Sometimes the French originals were so irresistibly melodic that the crossovers headed in the other direction. The ubiquitous ‘My Way’ was Paul Anka’s reworking of Claude “Cloclo” Francois’s “Comme d’habitude”. Gilbert Becaud’s 1955 hit “Je t’appartiens” became the Everly Brothers’ smash hit “Let it be me”.
And with “Jacques Brel is alive and well and living in Paris”, Mort Shuman turned from writing lyrics for Elvis to putting on an entire Brel show in Sixties London, showcasing the poetic talents of the Belgian singer/songwriter, for an Anglophone audience.
Le rap
For the grandchildren of the soixante-huitards, the latest musical assimilation to French culture is rap. Here too, the French version has a distinct identity, admired for the fluidity that the medium of French brings to an often harsh genre. Many French rap songs use the urban back slang verlan that takes words out of the mainstream. This secret language reverses words, or reworks their consonants to communicate only with the initiated. This further reinforces a sense of opposition to the system, yet while French rap artists address burning social issues, they incorporate French regard for poetry and philosophy to achieve music more lyrical and subtle than that of their American counterparts.

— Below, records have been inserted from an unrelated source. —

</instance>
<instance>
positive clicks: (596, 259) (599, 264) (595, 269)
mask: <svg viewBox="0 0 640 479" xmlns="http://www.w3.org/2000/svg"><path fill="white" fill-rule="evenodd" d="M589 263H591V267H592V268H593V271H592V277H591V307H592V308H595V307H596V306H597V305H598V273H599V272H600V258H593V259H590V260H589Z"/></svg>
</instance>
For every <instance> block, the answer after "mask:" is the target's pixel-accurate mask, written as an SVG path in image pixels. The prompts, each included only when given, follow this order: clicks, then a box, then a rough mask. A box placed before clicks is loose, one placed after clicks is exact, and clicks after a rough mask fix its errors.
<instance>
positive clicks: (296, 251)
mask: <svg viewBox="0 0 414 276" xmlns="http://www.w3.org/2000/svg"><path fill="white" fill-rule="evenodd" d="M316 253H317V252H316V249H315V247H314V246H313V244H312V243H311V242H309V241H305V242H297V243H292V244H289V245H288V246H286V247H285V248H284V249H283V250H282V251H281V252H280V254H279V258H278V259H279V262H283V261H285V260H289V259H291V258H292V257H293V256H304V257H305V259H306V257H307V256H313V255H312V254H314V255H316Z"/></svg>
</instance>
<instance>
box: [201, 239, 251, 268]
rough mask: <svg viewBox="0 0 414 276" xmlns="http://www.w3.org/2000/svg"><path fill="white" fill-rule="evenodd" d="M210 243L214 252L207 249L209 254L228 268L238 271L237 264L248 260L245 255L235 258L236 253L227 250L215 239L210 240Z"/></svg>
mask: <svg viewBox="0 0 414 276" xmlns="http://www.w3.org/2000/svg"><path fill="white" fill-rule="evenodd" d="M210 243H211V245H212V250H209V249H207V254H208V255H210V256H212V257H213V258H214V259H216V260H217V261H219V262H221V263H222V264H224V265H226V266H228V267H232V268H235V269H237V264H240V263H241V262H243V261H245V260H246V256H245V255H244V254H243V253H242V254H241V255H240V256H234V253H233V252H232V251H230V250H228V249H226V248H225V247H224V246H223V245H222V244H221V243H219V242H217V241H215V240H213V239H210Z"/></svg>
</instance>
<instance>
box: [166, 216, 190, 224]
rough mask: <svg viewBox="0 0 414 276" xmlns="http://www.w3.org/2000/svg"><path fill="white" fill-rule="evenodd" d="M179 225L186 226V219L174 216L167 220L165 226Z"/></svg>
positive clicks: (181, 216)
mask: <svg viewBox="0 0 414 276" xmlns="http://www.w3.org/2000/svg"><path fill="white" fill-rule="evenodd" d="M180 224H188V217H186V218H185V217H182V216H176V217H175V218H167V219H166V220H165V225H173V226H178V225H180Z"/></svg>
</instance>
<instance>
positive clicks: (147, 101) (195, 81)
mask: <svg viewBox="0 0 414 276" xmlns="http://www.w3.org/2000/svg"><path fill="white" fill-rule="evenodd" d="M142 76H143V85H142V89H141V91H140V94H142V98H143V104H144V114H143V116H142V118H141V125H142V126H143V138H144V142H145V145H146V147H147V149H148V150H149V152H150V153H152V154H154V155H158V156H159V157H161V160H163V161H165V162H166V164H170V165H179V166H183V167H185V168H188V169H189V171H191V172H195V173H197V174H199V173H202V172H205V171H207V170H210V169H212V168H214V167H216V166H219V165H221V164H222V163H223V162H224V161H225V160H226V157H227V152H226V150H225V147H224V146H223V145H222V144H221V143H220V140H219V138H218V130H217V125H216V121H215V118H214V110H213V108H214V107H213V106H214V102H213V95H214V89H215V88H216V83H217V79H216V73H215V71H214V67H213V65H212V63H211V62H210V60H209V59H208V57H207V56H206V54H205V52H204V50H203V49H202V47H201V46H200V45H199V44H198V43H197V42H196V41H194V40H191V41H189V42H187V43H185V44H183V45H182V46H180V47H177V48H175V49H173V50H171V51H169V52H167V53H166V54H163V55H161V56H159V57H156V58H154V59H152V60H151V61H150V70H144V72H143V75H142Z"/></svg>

Another Belgian star, the rapper Stromae – verlan for maestro – more than exemplifies the new cutting edge of Francophone pop. His music combines the latest electronica with an intuitive feel for the core of chanson, but still injects humour into the songs he writes about political and social issues. His hit “Formidable” gives a flavour of his gift for wordplay:
Formidable, formidable. Tu étais formidable, j’étais fort minable.
(“Wonderful, wonderful. You were wonderful, I was so pathetic.”)
The special difference between the two pop cultures continues. The latest anodyne Eurovision song contest may have shown signs of drowning in a bland ocean of attention-seeking pap. But France’s Mercy by Monsieur Madame (placed 13th) was clearly from the classic French tradition. The duo wore cabaret black, disdained gimmicks and sang about the distress of an immigrant child precariously crossing the Mediterranean. In a nod to both English and French, the song plays on the two meanings of the title – Mercy and Thanks.
And yet the British entry – Storm, by SuRie – was, in its way, just as representative. It was toe-curlingly unimaginative – that eternal cliché of unhappy love yet again. Oh, and typically, it nearly came bottom, once again.